An ad that unplugs a flood of nonprofit stupidity
Leave it to an ad agency to make sure nobody knows what you’re talking about, even when you’re talking about something everybody knows about.
The winner they came up with is a nearly full-page newspaper print ad done for the Canadian Red Cross.
It’s true that many fundraisers have struggled to communicate the crushing scope of the flooding in Pakistan. (There are some unfortunately predictable reasons for this; read about them here.) But the main reason donors aren’t pouring their donations into Pakistan like they did with Haiti is because the disaster there seems less real.
You might think a solution to that problem would be to find a way to make it more real, wouldn’t you?
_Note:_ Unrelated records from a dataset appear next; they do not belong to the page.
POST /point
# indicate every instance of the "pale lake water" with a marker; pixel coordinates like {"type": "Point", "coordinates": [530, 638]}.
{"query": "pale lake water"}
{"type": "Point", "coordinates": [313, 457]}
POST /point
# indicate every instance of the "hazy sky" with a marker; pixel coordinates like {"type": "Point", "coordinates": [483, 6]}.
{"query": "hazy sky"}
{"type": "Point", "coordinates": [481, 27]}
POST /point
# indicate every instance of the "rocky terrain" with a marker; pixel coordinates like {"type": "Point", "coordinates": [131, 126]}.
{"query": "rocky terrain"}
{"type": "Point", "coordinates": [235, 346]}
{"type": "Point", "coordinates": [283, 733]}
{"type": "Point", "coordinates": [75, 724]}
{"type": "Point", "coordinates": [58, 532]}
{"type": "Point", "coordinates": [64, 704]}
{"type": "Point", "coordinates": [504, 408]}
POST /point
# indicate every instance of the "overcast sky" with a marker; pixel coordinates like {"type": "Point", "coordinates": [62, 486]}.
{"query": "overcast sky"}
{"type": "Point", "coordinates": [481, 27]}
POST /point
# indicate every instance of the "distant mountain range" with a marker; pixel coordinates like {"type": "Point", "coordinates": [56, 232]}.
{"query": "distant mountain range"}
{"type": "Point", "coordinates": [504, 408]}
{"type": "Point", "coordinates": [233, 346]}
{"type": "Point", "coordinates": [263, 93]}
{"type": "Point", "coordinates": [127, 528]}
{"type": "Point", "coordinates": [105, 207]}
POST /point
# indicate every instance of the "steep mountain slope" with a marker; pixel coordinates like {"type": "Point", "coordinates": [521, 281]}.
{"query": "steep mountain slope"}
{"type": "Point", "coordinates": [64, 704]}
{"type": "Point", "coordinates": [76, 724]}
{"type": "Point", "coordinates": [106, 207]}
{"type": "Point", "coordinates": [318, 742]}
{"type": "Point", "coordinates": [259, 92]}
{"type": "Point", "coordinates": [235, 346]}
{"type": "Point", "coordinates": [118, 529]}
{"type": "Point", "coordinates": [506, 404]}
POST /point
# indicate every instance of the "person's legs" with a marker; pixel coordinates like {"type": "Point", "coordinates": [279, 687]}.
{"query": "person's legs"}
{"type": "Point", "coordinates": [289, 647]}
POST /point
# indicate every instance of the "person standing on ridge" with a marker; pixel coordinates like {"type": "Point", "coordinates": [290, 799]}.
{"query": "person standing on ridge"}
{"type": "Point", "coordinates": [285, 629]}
Well, the ad agency working for the Canadian Red Cross this time took a rather different approach: make it less real.
Yep, the Geniuses of Abstraction felt the best way to use nearly a full newspaper page of space wasn’t a heart-wrenching photo, wasn’t a headline that captured the pain and urgency of the crisis, wasn’t copy that pulled the reader viscerally into the situation. Their solution was a cute visual pun.
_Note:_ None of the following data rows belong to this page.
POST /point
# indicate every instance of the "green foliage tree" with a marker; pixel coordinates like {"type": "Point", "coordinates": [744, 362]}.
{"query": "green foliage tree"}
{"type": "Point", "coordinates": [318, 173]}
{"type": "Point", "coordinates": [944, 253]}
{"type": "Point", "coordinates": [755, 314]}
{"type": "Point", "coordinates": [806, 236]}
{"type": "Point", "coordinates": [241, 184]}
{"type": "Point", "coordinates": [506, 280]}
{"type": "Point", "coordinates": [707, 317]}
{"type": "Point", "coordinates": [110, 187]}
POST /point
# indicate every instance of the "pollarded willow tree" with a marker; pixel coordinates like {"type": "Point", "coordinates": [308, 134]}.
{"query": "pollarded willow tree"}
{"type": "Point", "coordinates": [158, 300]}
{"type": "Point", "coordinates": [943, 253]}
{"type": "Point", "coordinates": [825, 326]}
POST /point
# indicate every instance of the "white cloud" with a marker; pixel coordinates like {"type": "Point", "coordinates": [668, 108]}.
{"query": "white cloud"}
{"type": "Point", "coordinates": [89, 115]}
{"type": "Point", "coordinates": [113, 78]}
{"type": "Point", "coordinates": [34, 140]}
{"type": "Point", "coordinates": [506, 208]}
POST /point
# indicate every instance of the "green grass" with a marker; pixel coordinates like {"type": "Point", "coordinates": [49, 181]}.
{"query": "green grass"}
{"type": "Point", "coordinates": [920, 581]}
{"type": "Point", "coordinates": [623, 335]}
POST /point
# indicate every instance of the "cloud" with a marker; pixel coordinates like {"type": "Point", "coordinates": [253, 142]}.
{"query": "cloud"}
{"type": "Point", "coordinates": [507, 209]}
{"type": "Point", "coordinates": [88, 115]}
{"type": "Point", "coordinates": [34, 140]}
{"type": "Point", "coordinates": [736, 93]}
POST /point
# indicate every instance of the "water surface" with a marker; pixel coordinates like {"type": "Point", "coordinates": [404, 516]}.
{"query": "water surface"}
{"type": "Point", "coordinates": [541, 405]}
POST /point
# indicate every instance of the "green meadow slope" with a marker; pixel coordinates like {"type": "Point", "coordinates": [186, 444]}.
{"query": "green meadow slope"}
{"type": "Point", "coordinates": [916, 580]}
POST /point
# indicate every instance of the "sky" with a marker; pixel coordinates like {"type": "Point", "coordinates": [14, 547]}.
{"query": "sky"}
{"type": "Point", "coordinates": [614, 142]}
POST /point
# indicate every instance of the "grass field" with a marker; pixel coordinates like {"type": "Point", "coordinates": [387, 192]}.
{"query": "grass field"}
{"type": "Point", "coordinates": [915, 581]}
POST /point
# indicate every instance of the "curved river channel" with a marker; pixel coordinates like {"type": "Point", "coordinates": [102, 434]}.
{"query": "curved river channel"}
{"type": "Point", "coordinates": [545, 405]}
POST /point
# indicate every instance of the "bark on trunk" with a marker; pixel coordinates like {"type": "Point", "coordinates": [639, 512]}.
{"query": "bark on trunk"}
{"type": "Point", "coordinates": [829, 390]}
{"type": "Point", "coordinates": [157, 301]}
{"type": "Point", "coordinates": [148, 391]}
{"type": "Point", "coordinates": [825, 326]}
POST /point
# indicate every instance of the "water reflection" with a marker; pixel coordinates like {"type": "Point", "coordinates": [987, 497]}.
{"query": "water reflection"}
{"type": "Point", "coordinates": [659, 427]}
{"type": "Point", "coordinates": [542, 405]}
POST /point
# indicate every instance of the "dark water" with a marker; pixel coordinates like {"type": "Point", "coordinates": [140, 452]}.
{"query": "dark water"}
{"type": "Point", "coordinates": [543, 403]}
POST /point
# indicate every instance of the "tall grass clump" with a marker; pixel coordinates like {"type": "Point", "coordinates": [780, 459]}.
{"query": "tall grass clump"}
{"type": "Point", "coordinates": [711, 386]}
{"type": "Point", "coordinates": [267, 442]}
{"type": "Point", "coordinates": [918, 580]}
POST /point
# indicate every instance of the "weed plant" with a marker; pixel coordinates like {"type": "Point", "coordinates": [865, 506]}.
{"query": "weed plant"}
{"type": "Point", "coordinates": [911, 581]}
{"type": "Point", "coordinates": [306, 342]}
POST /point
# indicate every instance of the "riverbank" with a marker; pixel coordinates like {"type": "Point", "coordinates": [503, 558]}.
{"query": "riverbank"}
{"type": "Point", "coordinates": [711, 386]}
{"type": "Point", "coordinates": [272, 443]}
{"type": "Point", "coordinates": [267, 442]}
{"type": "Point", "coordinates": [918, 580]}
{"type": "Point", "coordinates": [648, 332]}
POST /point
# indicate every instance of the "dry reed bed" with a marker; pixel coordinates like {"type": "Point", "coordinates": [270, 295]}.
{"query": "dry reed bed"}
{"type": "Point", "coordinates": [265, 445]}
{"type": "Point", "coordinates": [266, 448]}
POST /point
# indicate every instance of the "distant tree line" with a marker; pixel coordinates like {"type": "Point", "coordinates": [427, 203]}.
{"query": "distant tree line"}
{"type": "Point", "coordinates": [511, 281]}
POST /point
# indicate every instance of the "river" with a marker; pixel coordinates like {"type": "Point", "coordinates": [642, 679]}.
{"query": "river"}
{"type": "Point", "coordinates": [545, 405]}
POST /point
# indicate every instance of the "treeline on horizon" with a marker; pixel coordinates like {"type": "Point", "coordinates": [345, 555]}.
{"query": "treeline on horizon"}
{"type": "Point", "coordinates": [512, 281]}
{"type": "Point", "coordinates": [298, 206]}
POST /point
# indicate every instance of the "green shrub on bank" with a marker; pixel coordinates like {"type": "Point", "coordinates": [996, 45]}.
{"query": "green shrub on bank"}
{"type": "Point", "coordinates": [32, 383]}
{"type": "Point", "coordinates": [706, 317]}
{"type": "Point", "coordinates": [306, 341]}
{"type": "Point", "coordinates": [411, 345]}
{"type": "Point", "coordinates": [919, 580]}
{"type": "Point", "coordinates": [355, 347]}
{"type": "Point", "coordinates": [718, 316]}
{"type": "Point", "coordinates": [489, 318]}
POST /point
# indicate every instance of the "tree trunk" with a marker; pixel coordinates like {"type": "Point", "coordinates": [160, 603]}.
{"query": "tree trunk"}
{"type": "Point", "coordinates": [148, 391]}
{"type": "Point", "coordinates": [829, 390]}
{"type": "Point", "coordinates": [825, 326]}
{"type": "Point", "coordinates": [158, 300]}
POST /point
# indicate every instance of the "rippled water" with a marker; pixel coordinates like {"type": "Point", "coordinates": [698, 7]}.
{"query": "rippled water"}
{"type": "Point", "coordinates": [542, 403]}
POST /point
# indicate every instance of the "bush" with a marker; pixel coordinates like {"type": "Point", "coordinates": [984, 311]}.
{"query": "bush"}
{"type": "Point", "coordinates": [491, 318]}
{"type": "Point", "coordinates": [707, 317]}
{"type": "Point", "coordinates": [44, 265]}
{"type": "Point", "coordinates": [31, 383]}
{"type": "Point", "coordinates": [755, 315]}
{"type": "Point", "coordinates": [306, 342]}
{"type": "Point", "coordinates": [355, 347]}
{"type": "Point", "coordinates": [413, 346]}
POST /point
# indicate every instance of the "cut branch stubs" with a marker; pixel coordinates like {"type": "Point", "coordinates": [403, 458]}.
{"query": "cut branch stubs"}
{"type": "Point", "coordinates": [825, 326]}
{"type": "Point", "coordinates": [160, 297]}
Actually, I’m not sure it even rises to the level of a pun. In what way do letters falling down the page recall a catastrophic flood that devastated the lives of something like a third of one of Earth’s most populous nations? The little red cross acting as an umbrella? Isn’t that kind of like illustrating the Haiti earthquake by showing a picture of maracas?
And if all that weren’t bad enough, the tiny bit of copy makes several basic rookie copywriting mistakes:
An abstract slogan, followed by two look-at-us sentences. Not how you motivate giving. It’s never worked before and it’s not going to work this time.
I understand the frustration. This was a big disaster. Not nearly enough funds were raised. Sadly, given the circumstances, even a well-constructed ad wouldn’t have performed the way it should.
But no matter how frustrated you get, don’t call in the abstract fairy dust that the ad agencies sell. It’s just going to waste time, money and good will.
Update: this ad has won an award! So it has accomplished its purpose. Too bad that’s about all it will ever do.